Légumes en conserve et surgelés La filière des légumes transformés face à un contexte inédit

Terre-net Média

Avec la crise, les légumes en conserve et surgelés ont connu une hausse d'achats des ménages sans précédent en 2020. Toute la filière s'est alors mobilisée pour refaire les stocks sous haute tension cette campagne. Dans le même temps, elle entend garder le cap de l'amélioration continue pour répondre à l'évolution des attentes sociétales.

LégumesLa filière des légumes transformés a dû faire preuve d'une grande agilité dans ce contexte inédit. (©Pixabay)« Pratiques pour varier les repas, simples à conserver, faciles à stocker... » : dans le contexte inédit de la Covid-19, les Français ont largement plébiscité les légumes en conserve et surgelés. « Leurs achats en magasins ont enregistré des croissances records : + 8,5 % en volume pour les surgelés et + 7,7 % pour les conserves sur les neuf premiers mois de 2020 par rapport à la même période en 2019 », d'après une récente enquête menée par CSA pour Unilet, l'interprofession des légumes en conserve et surgelés. La filière a donc dû « se mobiliser et faire preuve d'une grande agilité malgré les contraintes et les surcoûts liés à la crise pour répondre à ces pics », explique Unilet.

«  Refaire les stocks de légumes sous haute tension... »

« Le fonctionnement exemplaire de la filière française des légumes transformés, basé sur l’étroite relation de contractualisation entre producteurs et entreprises ainsi que sur le rythme des saisons et les cycles naturels des légumes cultivés en plein champ, est aujourd’hui bouleversé par le contexte imprévisible. Bien sûr, la filière s’est donné les moyens de réassigner rapidement ses offres dédiées à la restauration hors domicile aux circuits de distribution à domicile, mais il a fallu attendre la campagne estivale pour refaire des stocks de légumes sous haute tension, qui avaient été produits avant la crise, lors de la campagne de 2019. [...] Aujourd’hui, les entreprises et les agriculteurs de la filière continuent de travailler main dans la main, pour faire face aux nombreux défis auxquels ils sont confrontés » : « hausse importante de leurs coûts de production », « mise en berne de leurs débouchés en restauration hors domicile »...
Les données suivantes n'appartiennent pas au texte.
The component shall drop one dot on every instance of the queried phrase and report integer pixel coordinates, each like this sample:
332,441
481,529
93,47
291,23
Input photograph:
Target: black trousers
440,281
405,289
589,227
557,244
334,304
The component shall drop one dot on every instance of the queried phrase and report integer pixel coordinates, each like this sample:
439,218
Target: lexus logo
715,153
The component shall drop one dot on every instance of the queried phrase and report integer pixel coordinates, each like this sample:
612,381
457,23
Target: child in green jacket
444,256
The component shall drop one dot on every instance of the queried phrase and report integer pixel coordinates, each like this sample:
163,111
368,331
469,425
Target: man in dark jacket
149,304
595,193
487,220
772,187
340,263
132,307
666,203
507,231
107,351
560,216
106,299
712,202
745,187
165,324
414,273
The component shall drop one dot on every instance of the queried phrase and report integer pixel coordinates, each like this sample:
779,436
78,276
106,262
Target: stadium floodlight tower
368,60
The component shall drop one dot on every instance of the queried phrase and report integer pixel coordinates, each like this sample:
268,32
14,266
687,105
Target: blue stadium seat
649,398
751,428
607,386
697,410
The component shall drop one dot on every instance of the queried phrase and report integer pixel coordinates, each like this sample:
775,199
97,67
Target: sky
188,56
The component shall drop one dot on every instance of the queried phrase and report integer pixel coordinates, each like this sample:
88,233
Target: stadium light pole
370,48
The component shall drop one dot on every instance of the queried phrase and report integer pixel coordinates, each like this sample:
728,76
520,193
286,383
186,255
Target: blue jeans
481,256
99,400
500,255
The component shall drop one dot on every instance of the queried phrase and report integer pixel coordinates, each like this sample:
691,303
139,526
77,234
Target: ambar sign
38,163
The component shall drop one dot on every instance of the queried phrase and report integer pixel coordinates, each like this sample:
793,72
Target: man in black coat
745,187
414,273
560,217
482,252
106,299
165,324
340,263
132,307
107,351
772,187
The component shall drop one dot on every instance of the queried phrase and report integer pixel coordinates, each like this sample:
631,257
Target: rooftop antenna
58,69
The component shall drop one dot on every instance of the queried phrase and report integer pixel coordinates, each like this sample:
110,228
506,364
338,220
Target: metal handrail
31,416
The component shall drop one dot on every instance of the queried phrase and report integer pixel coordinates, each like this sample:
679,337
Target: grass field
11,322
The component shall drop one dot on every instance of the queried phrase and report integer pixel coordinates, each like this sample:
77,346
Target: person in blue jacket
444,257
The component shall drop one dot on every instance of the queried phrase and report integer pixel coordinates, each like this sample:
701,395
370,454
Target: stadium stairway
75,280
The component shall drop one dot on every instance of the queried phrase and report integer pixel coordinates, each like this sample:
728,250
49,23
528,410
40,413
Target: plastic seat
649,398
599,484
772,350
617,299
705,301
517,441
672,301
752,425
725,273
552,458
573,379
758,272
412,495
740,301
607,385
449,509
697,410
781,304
« Et garder le cap de l'amélioration continue »

La filière doit également affronter les aléas climatiques qui ont une incidence directe sur les récoltes. « Cette campagne a été particulièrement difficile, avec des volumes récoltés nettement en deçà des prévisions : - 14 % pour le pois, - 12 % pour les flageolets et - 11 % pour les haricots, créant de fortes tensions sur le marché. Dans le même temps, la filière reste déterminée et garde le cap de l’amélioration continue en maintenant ses investissements et ses engagements pour répondre à l’évolution des attentes sociétales. Elle a même déjà réussi à atteindre dès 2020 certains des objectifs de son plan de filière fixés à 2023, comme le doublement de ses productions bio accompli avec deux ans d’avance ! » La filière a également décidé de se fixer « de nouveaux défis pour aller encore plus loin, notamment en matière de transition écologique, de préservation de la souveraineté européenne, de création de valeur et de sa répartition équitable entre tous les acteurs, de contribution à l’équilibre alimentaire des Français ou encore d’information objective du grand public sur les pratiques et les démarches de progrès de de la filière ».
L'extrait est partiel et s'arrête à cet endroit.